2, 5-PYRAZINE DICARBOXYLIC ACID (PYRAZINE-2, 5-DICARBOXYLIC ACID) is generally used as a medical intermediate and a reagent for scientific research, the most common industrial method for producing 5-methylpyrazine-2-carboxylic ACID is potassium permanganate oxidation method at present, 2, 5-PYRAZINE DICARBOXYLIC ACID by-product is produced as waste solid in the production process, the main impurity in the by-product is 5-methylpyrazine-2-carboxylic ACID, the by-product is reasonably purified, waste materials are changed into valuable materials, waste solid can be reduced, and great economic benefit can be obtained, but at present, no suitable method is available for treating the 2, 5-PYRAZINE DICARBOXYLIC ACID by-product.
Disclosure of Invention
In order to solve the problems, the invention provides a method for purifying a 2, 5-pyrazine dicarboxylic acid by-product, which separates a 5-methylpyrazine-2-carboxylic acid product by utilizing the difference of solubility in hot water within a specific pH range and obtains a high-purity 2, 5-pyrazine dicarboxylic acid, thereby solving the problem that the 2, 5-pyrazine dicarboxylic acid by-product is only used as waste solid in the prior art.

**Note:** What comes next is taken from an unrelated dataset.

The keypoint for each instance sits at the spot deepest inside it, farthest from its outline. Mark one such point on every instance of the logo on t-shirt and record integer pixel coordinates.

In order to achieve the purpose, the invention adopts the following technical scheme:
in a first aspect of the present invention, there is provided a process for purifying 2, 5-pyrazine dicarboxylic acid by-product comprising:
mixing the wet 2, 5-pyrazine dicarboxylic acid byproduct with water, heating, and adding alkali to completely dissolve to obtain a solution;
concentrating the dissolved solution under reduced pressure, cooling to 30-50 ℃, adding salt, adjusting the pH =2.5-4.5, preserving heat, standing for crystallization, and performing heat filtration to obtain a filter cake;
and (3) carrying out acid washing on the filter cake, and drying to obtain the filter cake.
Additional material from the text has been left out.